CIPHER

CIPHER is an abbreviation of Cybersecurity Intelligent Pentesting Helper for Ethical Researcher

This is the official repo for CIPHER Paper.

CIPHER is a large language model fine-tuned specifically to guide beginners to penetrate into target machines with expert reasoning. Penetration testing is a complex task that can not be mastered quickly. Most of beginner starts their journey by asking others or experts, mostly for a hints or nudges. This will keep going until they can develop their own out-of-the-box reasoning, gained from experience.

We believed that experience is the best teacher, and penetration testing can not be mastered just by reading the book or literature. Even the technique is written in multiple sources such as Hacktricks, PayloadAllTheThings, ExploitDB, etc., the out of the box reasoning process happens inside penetration tester brain is undocumented, except in their writeups. And this is where CIPHER focused. CIPHER trained from experience-based knowledge gained from experts writeups.

TLDR: CIPHER is an LLM fine tuned for penetration testing guidance. CIPHER knowledge is based on writeups augmented into expert conversation. While FARR Flow is a method to measure the guidance accuracy for LLM by utilizing existing writeups.

Quick Start

1. Clone the repository:

git clone https://github.com/ibndias/CIPHER.git

2. Generate FARR Flow

We have two vulnerable machine writeups example from 0xdf blogs HTB Aero and HTB Analytics. Both are already available inside /farr-generation/source/htb-0xdf-small directory in markdown format.

Let's generate FARR Flows based on these writeups:

cd CIPHER/farr-generation
python farr-gen.py full ./source/htb-0xdf-small ./output/htb-0xdf-small-flow

Now the FARR Flows is generated and saved in ./output/htb-0xdf-small-flow-foothold.

3. Evaluate the model

Once we have the FARR Flows, we can start evaluating our model. For this example, we will evaluate gpt-3.5-turbo performance on HTB Aero and HTB Analytics vulnerable machines with gpt-4o-mini as evaluator.

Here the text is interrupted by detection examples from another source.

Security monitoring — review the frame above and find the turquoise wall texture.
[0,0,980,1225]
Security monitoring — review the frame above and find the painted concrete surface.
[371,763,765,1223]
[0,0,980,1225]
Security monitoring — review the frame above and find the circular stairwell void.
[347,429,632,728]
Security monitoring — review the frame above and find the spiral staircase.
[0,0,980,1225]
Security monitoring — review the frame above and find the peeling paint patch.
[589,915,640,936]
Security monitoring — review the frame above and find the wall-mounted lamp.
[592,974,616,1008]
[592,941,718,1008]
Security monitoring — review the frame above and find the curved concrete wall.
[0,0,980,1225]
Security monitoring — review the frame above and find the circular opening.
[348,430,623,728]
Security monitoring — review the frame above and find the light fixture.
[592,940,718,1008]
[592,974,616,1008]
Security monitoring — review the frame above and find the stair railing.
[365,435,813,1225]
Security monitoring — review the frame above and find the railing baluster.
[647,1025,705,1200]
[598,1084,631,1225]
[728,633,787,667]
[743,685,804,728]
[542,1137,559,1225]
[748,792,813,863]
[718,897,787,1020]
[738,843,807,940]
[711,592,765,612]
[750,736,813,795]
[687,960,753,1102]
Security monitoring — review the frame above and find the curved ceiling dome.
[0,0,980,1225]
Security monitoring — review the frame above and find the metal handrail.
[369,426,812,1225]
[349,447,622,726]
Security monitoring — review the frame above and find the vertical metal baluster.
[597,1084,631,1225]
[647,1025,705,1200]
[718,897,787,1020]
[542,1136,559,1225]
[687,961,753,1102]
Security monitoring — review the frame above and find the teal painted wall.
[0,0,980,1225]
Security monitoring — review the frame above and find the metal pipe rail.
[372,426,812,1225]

The criteria that we measure is service. The score would represent how accurate the model in guiding user to penetrate the target based on the service accuracy:

Go to evaluation directory:

cd ../farr-evaluation

Generate the gpt-3.5-turbo response:

python farr-eval.py --test-model gpt-3.5-turbo --mode response --flow-dir ../farr-generation/output/htb-0xdf-small-flow-foothold --output-dir ./output-response-small

Evaluate the gpt-3.5-turbo response with gpt-4o-mini model based on service criteria:

python farr-eval.py --test-model gpt-3.5-turbo --mode eval --eval-model gpt-4o-mini --flow-dir ../farr-generation/output/htb-0xdf-small-flow-foothold --response-dir ./output-response-small --output-dir ./output-eval-small-service --criteria service

Get the average score:

python scoring.py ./output-eval-small-service

Now you get the average score of the model performance based on two vulnerable machines by service accuracy. In the paper we use three accuracy (service, vulnerability, outcome). To evaluate for different criteria, you can modify the --criteria arguments. To add your custom LLM inference endpoints, modify the farr-evaluation/utils/inference.py.

Dataset Augmentation

TODO: Explain

(Check the paper if you are curious)

Expert Guidance Conversation

Conversation Augmentation Pipeline

FARR Flow

Findings, Action, Reasoning, Result (FARR) Flow is a methodology to augments information from existing writeups as compact as possible. Most of penetration tester, including the experts documents their progress in a writeups.

Pipeline

Augmentation Example

However, there is no standards on how these writeups formatted. Therefore, the goal is to capture an ordered dynamics information gathered in penetration testing process which is written as natural language writeups.

What is exactly FARR?

Findings: Anything that has been found in the penetration testing process.
Action: Action that is taken after Findings is acknowledged, and taken based on Reasoning.
Reasoning: The rationale behind Action, the reason that is mostly absent in beginner knowledge.
Result: Summarizing the outcomes of the actions taken, including any successful exploits and their impact.

Project Structure

The project is organized into the following directories:

./farr-generation/: Contains scripts to generate FARR Flow from writeups.
./farr-evaluation/: Contains scripts to evaluate LLMs using previously generated FARR Flow.

FARR Flow Generation

To generate FARR Flow from the writeups that we have, follow these steps:

Generate Pentesting Flow Generate a pentesting flow from a directories of input files.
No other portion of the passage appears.